First 50M Row Run — The Dispatch

The first successful run was 2.5 million rows.

One clean parquet. Thirteen tables out. Dimension and fact tables. Full Kimball. A mapping table with a business fingerprint for lossless architecture. Bronze to Silver to Gold, the full medallion stack, running locally on a laptop with no server, no cloud, no infrastructure beyond a Python virtual environment.

I watched the terminal print the export manifest and felt something I had not felt in a while. It actually worked.

That first run was proof of concept. The architecture held. The pipeline did what it was supposed to do. DuckDB ingested the raw data, built the dimensional model, and exported 13 Parquet files to a gold layer that any BI tool could read.

But 2.5 million rows is not a stress test. A mid-market manufacturer running two or three facilities and a few years of history can generate that in a month. The question was whether the architecture would hold at real scale. Not demo scale. Not “it works on my machine” scale. The scale a customer actually brings on day one when they say “we want to load everything.”

That number is 50 million rows. Ten gigabytes of CSVs. De-dupe pressure. Extra columns. Extra header rows. Schema variations across files. The kind of data that comes out of a real ERP export that nobody has cleaned.

The first attempt at 50 million rows took an hour and forty minutes.

That is not a failure.
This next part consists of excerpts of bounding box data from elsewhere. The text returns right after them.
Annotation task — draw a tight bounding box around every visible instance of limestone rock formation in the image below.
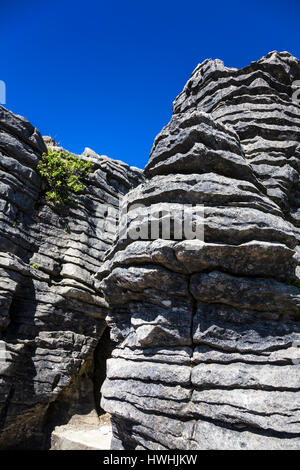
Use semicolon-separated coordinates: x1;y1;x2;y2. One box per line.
96;52;300;450
0;107;142;449
0;52;300;450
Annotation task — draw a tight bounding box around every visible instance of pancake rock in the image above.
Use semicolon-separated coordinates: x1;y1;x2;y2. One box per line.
95;52;300;450
0;107;142;449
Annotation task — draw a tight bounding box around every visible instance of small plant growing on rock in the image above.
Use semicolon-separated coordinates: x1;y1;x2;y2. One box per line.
31;264;40;269
37;149;93;204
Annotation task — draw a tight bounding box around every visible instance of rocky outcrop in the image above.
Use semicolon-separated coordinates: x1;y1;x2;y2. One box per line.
96;52;300;450
0;107;142;449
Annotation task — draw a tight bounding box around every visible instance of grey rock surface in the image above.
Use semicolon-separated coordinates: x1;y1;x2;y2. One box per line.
0;107;142;449
96;52;300;450
0;52;300;450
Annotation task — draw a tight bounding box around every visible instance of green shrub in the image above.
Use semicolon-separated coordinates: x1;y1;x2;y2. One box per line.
31;264;40;269
37;149;93;204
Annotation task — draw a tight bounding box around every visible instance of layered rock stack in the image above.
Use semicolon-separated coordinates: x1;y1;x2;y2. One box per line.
0;107;142;449
97;52;300;450
0;52;300;450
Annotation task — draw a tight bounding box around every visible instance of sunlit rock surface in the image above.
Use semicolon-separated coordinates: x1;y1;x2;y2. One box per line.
96;52;300;450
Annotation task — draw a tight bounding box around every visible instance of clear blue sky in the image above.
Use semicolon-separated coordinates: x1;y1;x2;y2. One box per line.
0;0;300;167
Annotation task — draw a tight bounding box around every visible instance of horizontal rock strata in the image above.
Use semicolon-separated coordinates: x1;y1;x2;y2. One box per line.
0;107;142;448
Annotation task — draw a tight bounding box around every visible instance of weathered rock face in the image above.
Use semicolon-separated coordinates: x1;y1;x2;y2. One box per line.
0;107;142;449
96;52;300;450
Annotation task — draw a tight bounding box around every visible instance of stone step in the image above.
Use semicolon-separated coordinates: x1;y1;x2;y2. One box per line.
51;419;112;450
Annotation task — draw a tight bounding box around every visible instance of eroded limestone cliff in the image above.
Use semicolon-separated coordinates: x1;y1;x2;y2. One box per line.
97;52;300;449
0;52;300;450
0;107;142;448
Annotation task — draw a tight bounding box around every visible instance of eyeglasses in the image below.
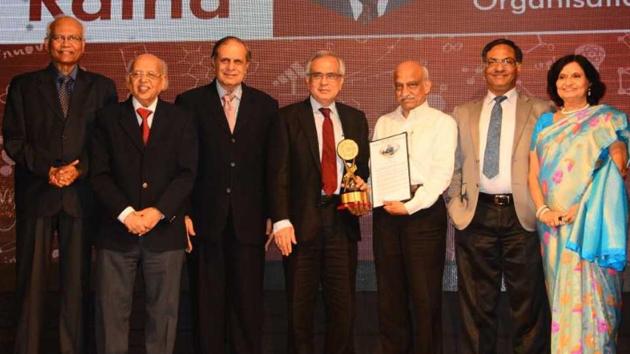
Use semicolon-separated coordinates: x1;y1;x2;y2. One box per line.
486;57;516;66
307;72;343;81
129;71;162;81
49;34;83;44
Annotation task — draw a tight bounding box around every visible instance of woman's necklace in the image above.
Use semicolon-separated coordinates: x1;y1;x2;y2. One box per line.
560;103;591;114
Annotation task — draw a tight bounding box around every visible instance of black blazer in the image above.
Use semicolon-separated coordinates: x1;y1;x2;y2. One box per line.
175;80;278;244
268;99;370;242
90;98;197;252
2;64;118;217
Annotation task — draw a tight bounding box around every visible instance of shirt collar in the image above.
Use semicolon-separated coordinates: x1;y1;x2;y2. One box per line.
484;87;518;105
131;96;158;113
310;96;339;116
217;80;243;101
51;64;79;81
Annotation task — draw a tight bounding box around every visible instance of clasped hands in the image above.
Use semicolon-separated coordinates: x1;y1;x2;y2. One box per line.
48;160;79;188
125;207;162;236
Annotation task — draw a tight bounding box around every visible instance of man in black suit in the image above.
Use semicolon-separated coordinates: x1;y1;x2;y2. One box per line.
90;54;197;354
312;0;411;23
176;37;278;354
268;51;369;354
3;16;118;354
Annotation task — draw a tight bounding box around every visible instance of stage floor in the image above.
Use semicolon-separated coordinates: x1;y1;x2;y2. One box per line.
0;291;630;354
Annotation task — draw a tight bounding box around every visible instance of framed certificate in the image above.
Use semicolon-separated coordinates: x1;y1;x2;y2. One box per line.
370;132;411;208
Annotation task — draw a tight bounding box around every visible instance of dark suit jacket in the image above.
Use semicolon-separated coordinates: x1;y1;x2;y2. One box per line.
90;98;197;251
313;0;411;17
3;64;118;217
269;99;369;242
175;80;278;244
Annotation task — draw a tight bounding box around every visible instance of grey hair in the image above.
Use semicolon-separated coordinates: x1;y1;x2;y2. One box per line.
127;53;168;76
306;50;346;76
46;15;85;40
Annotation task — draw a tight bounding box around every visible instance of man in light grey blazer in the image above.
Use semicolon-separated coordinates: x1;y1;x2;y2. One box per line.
448;39;551;353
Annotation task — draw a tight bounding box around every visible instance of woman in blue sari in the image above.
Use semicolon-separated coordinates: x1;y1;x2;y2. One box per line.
529;55;630;354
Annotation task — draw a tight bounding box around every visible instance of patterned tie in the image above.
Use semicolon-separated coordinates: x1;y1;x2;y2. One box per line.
136;107;153;145
319;108;337;195
57;76;74;118
223;94;236;133
357;0;378;24
483;96;507;178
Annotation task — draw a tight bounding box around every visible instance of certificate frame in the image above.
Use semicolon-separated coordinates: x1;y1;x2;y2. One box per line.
370;132;412;208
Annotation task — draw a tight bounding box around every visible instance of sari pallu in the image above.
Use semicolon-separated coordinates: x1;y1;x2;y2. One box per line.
534;105;630;353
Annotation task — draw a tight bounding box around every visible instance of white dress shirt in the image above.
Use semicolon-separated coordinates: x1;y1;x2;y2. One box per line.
217;80;243;118
273;96;344;232
372;101;457;214
479;88;518;194
350;0;389;21
118;97;157;224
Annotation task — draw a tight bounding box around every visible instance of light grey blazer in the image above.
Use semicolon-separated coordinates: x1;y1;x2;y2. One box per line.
448;93;554;231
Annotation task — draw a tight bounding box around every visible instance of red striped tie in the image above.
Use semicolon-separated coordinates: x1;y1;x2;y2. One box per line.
319;108;337;195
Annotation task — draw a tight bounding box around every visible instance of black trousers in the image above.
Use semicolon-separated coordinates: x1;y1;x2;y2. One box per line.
15;212;91;354
455;200;550;354
284;203;357;354
94;246;184;354
373;197;447;354
196;212;265;354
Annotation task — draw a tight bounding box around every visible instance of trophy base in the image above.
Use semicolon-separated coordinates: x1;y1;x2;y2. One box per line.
339;191;370;209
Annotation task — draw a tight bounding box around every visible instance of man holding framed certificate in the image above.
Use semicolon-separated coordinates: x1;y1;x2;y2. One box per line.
370;61;457;354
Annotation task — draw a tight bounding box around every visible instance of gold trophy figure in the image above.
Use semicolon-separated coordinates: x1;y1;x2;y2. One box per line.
337;139;370;209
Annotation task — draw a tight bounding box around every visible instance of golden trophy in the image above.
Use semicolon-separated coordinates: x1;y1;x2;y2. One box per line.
337;139;370;209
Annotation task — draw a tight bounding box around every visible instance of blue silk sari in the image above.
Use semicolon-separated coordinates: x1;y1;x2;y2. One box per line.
532;105;630;354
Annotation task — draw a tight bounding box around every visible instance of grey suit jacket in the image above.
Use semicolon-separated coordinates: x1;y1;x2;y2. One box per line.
448;93;553;231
It ran. It produced correct output. Every table built, every dimension populated, every fact row accounted for. But an hour and forty minutes is a long time to watch a progress bar. Long enough that a customer might wonder if something is wrong. Long enough that running a second pass after fixing a mapping issue becomes a half-day exercise.

The bottleneck was the ingestion layer. The original pipeline was written in Python with pandas doing the heavy lifting on the CSV reads and transformations. Pandas is not designed for this. It reads row by row, holds everything in memory, and struggles under the kind of column-level aggregation that a dimensional model requires.

DuckDB was already in the stack. The answer was to push more of the work into DuckDB itself.

The rewrite moved the core ingestion logic from pandas to native DuckDB SQL. Instead of reading CSVs into DataFrames and transforming them in Python, the pipeline now reads CSVs directly into DuckDB, runs the transformation and deduplication logic in SQL, and writes the output in a single pass.

DuckDB is purpose-built for this. Columnar storage, vectorized execution, predicate pushdown. It does not read rows. It reads columns, and only the columns it needs. The aggregation and dedup logic that took pandas minutes runs in seconds.

The same 50 million rows that took an hour and forty minutes came down to under forty minutes. A 2.5x improvement without changing the architecture, without adding infrastructure, without touching the output format.

The numbers from the 50M run:

50 million rows ingested from raw CSVs
10 gigabytes of input data
13 tables exported to Parquet
De-dupe, error handling, extra columns, extra header rows, all handled
Under two hours on a laptop. Then under forty minutes.

Production grade analytics off of CSVs.

The reason this matters is not the number itself. It is what the number means for a manufacturer who cannot justify a server.

The conversation with enterprise software vendors always ends the same way. You need more compute. You need a cloud environment. You need a data warehouse. You need a team to manage it.

The OIM’s answer is: no you don’t. You need a laptop and your ERP export. That’s it.

That is not a compromise. That is the point. The architecture was designed from the beginning to run where the customer already is, on hardware they already own, without asking them to buy anything new.

The 50M run was not a benchmark. It was a proof that the promise was real.